Les conséquences militaires et politiques de l’énergie atomique
Le livre de Patrick M.S. Blackett, professeur de physique à l’Université de Manchester, Prix Nobel 1948, mériterait d’être lu par tous ceux qu’intéresse l’avenir de la France et du monde.
Né le 18 novembre 1897, l’auteur se destina à la carrière d’officier de marine, il prit part aux batailles des îles Falkland et du Jutland. Lieutenant de vaisseau en 1919, il démissionna et commença ses études de physique chez Lord Rutherford, au laboratoire Cavendish à Cambridge. Il construisit bientôt un appareil où les rayons cosmiques déclenchent eux-mêmes le mécanisme qui permet de les voir et de les enregistrer. Il obtint bientôt des preuves décisives de l’existence de positron ou électron positif. En 1933, il devint professeur au Birkbeck College, établissement où l’on enseigne le soir, comparable à notre Conservatoire des Arts et Métiers. Pendant la guerre, il fut conseiller scientifique à la direction de la stratégie britannique et joua le rôle important dans la lutte anti-sous-marine, puis il devint membre du « Comité consultatif sur l’énergie atomique ».

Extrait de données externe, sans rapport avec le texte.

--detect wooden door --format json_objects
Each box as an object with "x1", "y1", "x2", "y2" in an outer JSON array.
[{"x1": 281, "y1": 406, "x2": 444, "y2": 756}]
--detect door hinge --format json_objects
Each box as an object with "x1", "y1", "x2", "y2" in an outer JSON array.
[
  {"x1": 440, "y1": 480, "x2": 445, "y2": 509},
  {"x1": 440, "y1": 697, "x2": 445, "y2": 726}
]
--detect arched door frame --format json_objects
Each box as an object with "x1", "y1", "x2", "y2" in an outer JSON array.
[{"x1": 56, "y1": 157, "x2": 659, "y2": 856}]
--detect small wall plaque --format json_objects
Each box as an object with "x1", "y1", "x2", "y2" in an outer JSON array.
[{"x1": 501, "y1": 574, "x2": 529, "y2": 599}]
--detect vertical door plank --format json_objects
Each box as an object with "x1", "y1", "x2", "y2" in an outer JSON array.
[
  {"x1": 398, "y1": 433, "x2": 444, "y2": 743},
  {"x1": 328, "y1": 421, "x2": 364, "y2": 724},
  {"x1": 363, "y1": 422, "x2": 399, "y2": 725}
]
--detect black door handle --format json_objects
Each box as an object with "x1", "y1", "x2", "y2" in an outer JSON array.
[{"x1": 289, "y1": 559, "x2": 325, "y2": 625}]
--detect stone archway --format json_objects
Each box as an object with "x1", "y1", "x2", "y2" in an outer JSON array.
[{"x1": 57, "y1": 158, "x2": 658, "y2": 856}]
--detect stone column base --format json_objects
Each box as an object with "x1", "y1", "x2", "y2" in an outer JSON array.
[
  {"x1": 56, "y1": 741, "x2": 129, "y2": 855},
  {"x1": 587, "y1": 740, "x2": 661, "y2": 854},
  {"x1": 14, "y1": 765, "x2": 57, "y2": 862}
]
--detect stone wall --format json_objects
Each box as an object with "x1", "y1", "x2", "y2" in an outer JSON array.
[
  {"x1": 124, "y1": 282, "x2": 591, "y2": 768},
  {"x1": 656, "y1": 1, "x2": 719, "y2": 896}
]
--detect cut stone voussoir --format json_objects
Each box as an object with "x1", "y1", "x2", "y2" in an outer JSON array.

Ce savant a abordé le problème atomique avec une expérience de militaire mais avec toute l’objectivité d’un homme de science. Dans la question de la bombe atomique, qui domine aujourd’hui tous les rapports entre l’URSS et l’Amérique, il apporte une contribution extrêmement originale et ne se contente pas de reproduire les jugements officiels ou d’émettre les aphorismes habituels. Contrairement à ce que l’on croit, son analyse des bombardements de la dernière guerre l’amène à des jugements beaucoup plus nuancés sur l’importance, prétendument décisive, des bombardements stratégiques. Il ne dissimule pas non plus que les premiers lancements atomiques sur le Japon ont été favorisés par des circonstances particulières qui ne se reproduiraient peut-être pas. Il précise et limite soigneusement les effets éventuels des bombes stratégiques de l’avenir. Il ne dissimule pas les difficultés qui se poseraient à une pénétration en profondeur d’un territoire puissamment défendu en vue du lancement des bombes atomiques, encore bien plus puissantes que celles de la dernière guerre. Il met en garde contre les tendances à voir dans la bombe atomique une arme irrésistible, dispensant les adversaires éventuels de tous autres efforts techniques et militaires.
Idéaliste convaincu, il reste, pourtant, persuadé que l’humanité actuelle peut encore sortir de l’impasse où elle paraît engagée et qu’un cataclysme nouveau pourrait et devrait être évité par la création d’un organisme coordinateur et d’un système d’inspection international.
Quelles que soient les théories émises par l’auteur, elles reposent sur une documentation puissante et, croyons-nous, unique jusqu’ici en son genre dans sa densité et sa concision.